The engagement, taking similar shape as the African Maritime Law Enforcement Partnership program, gave Cape Verdean naval personnel the opportunity to ensure maritime security in their territorial waters with mentorship from their U.K. and U.S. counterparts.
Cape Verdean boarding team members embarked Royal Navy frigate HMS Argyll (F231) while Cape Verdean patrol boat Guardião (P 511) patrolled the waters in the same vicinity. The two ships’ objective was to conduct boardings of merchant vessels in order to detect potential illegal fishing and smuggling activities.
“The purpose of these types of military engagements is to help our African partners learn to enforce their international maritime laws at sea,” said U.S. Coast Guard Cmdr. Adam Chamie, liaison to Commander, U.S. Naval Forces Europe-Africa/U.S. 6th Fleet. “This engagement demonstrated the increasing ability of Cape Verde’s ability to successfully board vessels as needed to enforce those maritime laws.”
Argyll’s commanding officer expressed similar sentiments of the engagement’s impact.
“The ability to control the seas helps counter illicit activity such as the trafficking of drugs and illegal fishing,” said Royal Navy Cmdr. Tim Neild, Argyll commanding officer. “This engagement has served as an excellent opportunity to work alongside the Cape Verdean authorities to enhance maritime security in this vital region of the world."

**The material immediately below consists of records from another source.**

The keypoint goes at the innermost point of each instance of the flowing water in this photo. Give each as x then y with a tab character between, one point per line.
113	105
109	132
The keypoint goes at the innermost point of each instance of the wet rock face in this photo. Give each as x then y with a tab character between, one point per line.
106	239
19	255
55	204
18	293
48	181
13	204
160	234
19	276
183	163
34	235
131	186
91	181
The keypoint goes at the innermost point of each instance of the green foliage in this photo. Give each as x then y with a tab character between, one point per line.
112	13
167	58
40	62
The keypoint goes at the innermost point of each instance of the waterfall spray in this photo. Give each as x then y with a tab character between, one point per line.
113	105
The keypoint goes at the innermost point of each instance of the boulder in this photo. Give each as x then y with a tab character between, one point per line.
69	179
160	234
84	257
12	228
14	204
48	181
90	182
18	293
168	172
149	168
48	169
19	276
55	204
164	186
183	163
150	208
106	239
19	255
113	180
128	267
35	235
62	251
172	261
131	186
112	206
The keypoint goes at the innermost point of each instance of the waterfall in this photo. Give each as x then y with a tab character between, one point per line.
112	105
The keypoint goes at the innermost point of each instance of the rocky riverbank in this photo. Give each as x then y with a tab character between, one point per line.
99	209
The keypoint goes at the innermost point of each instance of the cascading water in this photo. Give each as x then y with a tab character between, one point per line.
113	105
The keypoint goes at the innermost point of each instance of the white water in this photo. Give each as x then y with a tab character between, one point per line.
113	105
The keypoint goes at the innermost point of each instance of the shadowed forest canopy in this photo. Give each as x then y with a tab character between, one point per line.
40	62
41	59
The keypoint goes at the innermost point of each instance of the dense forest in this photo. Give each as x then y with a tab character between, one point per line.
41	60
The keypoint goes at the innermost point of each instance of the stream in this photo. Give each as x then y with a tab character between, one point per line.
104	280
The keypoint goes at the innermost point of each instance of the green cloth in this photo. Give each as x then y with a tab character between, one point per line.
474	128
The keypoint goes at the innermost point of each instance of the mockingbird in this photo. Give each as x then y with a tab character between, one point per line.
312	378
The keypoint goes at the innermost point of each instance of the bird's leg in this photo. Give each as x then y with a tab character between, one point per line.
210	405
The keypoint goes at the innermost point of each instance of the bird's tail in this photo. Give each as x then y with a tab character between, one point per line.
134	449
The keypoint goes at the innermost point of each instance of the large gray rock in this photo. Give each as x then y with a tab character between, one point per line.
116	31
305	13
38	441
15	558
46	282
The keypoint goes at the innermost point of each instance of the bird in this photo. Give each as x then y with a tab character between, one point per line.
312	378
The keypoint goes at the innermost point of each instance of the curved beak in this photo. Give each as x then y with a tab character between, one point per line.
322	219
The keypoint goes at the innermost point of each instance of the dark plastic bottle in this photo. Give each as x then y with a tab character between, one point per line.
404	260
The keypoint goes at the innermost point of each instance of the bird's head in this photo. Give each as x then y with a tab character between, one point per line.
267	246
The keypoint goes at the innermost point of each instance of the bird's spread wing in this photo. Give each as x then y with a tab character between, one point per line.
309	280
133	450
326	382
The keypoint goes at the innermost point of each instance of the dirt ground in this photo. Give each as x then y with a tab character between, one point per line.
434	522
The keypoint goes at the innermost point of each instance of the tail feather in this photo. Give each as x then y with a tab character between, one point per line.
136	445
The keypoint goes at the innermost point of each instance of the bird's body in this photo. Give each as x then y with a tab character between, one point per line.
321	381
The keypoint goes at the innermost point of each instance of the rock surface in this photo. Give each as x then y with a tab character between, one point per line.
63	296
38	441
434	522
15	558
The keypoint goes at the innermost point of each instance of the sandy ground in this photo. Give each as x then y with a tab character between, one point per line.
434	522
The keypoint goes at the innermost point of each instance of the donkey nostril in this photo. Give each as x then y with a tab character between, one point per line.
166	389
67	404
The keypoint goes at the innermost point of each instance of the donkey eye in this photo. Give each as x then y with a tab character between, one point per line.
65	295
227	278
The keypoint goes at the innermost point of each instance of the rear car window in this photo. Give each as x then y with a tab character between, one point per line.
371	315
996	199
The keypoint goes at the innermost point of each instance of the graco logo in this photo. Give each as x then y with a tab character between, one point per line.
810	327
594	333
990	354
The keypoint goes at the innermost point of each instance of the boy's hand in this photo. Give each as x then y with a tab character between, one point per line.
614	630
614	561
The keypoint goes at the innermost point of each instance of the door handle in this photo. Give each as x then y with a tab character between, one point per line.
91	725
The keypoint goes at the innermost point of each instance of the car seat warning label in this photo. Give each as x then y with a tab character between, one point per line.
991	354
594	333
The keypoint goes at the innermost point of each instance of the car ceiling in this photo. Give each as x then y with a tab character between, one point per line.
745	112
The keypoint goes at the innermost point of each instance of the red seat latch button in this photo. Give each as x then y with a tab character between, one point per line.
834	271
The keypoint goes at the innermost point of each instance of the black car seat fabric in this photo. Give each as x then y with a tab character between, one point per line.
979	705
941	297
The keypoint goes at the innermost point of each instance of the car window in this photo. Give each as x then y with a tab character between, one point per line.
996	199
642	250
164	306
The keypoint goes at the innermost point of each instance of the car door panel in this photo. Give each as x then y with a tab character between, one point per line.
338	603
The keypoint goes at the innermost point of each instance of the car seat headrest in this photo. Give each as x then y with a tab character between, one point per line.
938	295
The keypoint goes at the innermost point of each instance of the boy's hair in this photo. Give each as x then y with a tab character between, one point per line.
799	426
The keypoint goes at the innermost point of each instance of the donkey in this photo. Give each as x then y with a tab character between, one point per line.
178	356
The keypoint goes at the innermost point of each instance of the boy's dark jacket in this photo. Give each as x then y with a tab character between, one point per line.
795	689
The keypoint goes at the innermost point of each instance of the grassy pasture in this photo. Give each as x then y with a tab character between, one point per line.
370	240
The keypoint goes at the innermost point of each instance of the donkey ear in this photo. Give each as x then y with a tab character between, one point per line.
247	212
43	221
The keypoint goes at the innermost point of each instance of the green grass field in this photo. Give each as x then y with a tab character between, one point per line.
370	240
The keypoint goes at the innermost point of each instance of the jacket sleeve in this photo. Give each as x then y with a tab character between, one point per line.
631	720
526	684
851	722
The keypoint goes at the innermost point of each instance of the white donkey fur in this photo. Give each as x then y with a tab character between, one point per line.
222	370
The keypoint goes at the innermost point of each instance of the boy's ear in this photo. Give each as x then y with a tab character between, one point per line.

In addition to the at-sea activities, various agencies throughout Europe representing the maritime analysis and operations center (MAOC) in Lisbon, Portugal, conducted subject matter exchanges with members of Cape Verde’s MOC, the Centro de Operações de Segurança Marítima (COSMAR). Participants discussed best practices of maritime law enforcement inter-agency.
"Inter-agency communication is critical to maritime law enforcement," said Chamie. "Part of our goal is to illustrate that sharing information is more effective than working as independent agencies."
Also occurring during the maritime patrol, personnel aboard Guardião and Argyll conducted a two-day training exchange with an emphasis on enhancing boarding skills.
"The techniques used by Cape Verde for boarding vessels are similar to the ones that the U.S. Coast Guard uses," said Chamie. "Guardião is a new and capable vessel, and their boarding team was highly motivated to demonstrate their proficiency."
U.S. military support for this engagement included two Coast Guard boarding officers and one Navy linguist embarked on Argyll, and two Coast Guard operation’s specialists assisting with MOC operations in Cape Verde.
The law enforcement engagement is a function of Africa Partnership Station (APS), a program that aims to strengthen maritime partnerships and to improve safety and security in Africa. Since 2008, law enforcement engagements have served to increase African partners’ ability to curtail illicit smuggling and other maritime threats.